In these facilities we offer a variety of work, educational and activity based opportunities for people with a variety of disabilities. In addition, our company offers supported living and supported employment services. These services help individuals who need one-on-one services to assist them in their home or work environments. Since taking the helm a few years ago, the company has grown rapidly. We now serve over 150 people in various capacities. We provide people with disabilities a safe, clean, and positive environment where they can continue to grow, socialize with others, participate in community events, and even make some money doing simple tasks. However, some national movements and trends are about to change our business quite dramatically.

“In 1999 a case went before the Supreme Court which resulted in a landmark decision for people with disabilities. The court concluded that Title II of the Americans with Disabilities Act gives people with disabilities the right to receive services in the most integrated setting possible.” Olmstead v. L.C. 527 U.S.581, 607 (1999)

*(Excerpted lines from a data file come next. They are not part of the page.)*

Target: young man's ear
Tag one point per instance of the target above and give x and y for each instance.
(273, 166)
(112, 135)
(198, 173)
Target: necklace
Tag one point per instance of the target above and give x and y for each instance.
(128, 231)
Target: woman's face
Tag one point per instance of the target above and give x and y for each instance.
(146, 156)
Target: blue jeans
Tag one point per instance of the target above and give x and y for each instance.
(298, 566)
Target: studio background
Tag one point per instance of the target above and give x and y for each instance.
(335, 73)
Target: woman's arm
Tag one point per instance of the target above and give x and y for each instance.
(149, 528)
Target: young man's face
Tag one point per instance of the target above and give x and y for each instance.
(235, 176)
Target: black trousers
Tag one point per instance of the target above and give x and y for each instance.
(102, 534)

A subsequent lawsuit in Oregon (Lane v. Kitzhaber) argued that the State of Oregon was “unnecessarily segregating the named plaintiffs and members of the plaintiff class in sheltered workshops.” It further argued that individuals with disabilities working with other individuals with disabilities is a segregation and a violation of the ADA and that these individuals with disabilities must have substantial interaction with non-disabled peers outside of a workshop environment.

As an activity and work based day program running in a workshop environment, it is becoming increasingly clear that the rules are quickly changing our business. Under direction of the federal government, Centers for Medicare and Medicaid Services (CMS), the Utah State Division of Services for People with Disabilities (DSPD) is developing a plan to help transition day programs, like ours, to better support individuals with disabilities in an integrated setting. This formal plan is to be released by the end of this year. The execution of this plan is to take up to four years. To get a jump start on this process, we have been interviewing the people we work with to better support them in their employment goals and objectives.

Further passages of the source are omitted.